I recall being told by Ellie’s GP that it was her choice to continue to drink. I replied: “She is on anti-depressants so you acknowledge that she is clinically depressed. She is describing severe post-traumatic symptoms. Her depression and PTSD are impacting upon her ability to make decisions at present.”
Surely there comes a point where we intervene and say “This is now a crisis situation where there is a significant risk to life. We need to act to preserve life and either provide intensive home treatment or admit the person to a residential unit.”
Ellie’s is not an isolated case. Again and again we see clients at our Suicide Crisis Centre and our Trauma Centre who are discharged from mental health services because they are alcohol dependent or who are refused these services in the first place because of dependency. They are referred to separate addiction services, despite the fact that they may be using alcohol or other drugs to suppress the symptoms of their mental health condition.
The recommendations now are that addiction and mental illness are treated at the same time1 and yet, in reality, this isn’t happening.
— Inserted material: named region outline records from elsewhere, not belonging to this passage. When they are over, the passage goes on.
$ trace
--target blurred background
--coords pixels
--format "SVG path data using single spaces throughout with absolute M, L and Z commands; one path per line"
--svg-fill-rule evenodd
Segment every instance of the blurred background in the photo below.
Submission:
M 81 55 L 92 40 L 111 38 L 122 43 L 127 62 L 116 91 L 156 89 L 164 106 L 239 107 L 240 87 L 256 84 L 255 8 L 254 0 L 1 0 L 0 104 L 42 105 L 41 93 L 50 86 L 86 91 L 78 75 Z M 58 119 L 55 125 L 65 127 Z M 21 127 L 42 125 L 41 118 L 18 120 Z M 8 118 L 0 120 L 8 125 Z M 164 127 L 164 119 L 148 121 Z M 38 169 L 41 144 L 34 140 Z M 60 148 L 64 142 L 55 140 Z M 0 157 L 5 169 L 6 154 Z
We are seeing new clients who have been directed only to addiction services.
We are now in regular contact with the former carer of a young man who has reached crisis point. He has a mental health diagnosis for which he is not being treated. When he cuts down on his substance intake, the memories of his traumatic past resurface, and so he starts to use more again. He has just been made homeless. His carer tells me that she awakes every morning expecting to receive a call informing her of his death. She is distraught and cannot understand why there is no form of crisis intervention at this point, and neither can we.
I do not want to see another client die in the same manner as Ellie. It is simply too painful. We watched a bright, intelligent, caring, creative individual deteriorate before our eyes over a period of months. We cared about her and we feel her loss. We need to urgently review the way in which statutory services help people who reach such a crisis point.
Turning Point, the substance misuse charity, has just produced a report “Dual Dilemma: The impact of living with mental health issues combined with drug and alcohol misuse” which confirms that current service provision is inadequate, and that co-existing disorders are still usually treated sequentially rather than simultaneously.
New NICE guidelines for the treatment of dual diagnosis are expected to be published in November 2016.
Information about the charity Suicide Crisis can be found at www.suicidecrisis.co.uk.
“Ellie” is not our former client’s real name.
1 Draft NICE guideline: 'Severe mental illness and substance misuse (dual diagnosis) – community health and social care services'
First contact 1.1.2: “Ensure the person is referred to secondary care mental health services for assessment and care planning.”
1 U.S. Department of Health Substance Abuse and Mental Health Services Administration (SAMHSA): 'Overarching Principles To Address the Needs of Persons With Co-Occurring Disorders'
Principle 8: “Within the treatment context, both co-occurring disorders are considered primary…. It is a disservice to the person with COD to emphasise attention to one disorder at the expense of another.”
1 Jenna L McAuley, et al. (2012). Posttraumatic Stress Disorder and Co-Occurring Substance Use Disorders: Advances in Assessment and Treatment. Clinical Psychology: Science and Practice, 19(3), pp. 283-204.
Conclusions: "Integrated treatments have demonstrated the ability to significantly reduce symptoms of PTSD, Substance Abuse Disorder and associated pathology such as depression.”
About the author
Joy Hibbins is Founder and Chief Executive of Suicide Crisis, a charity which runs a Suicide Crisis Centre in Gloucestershire.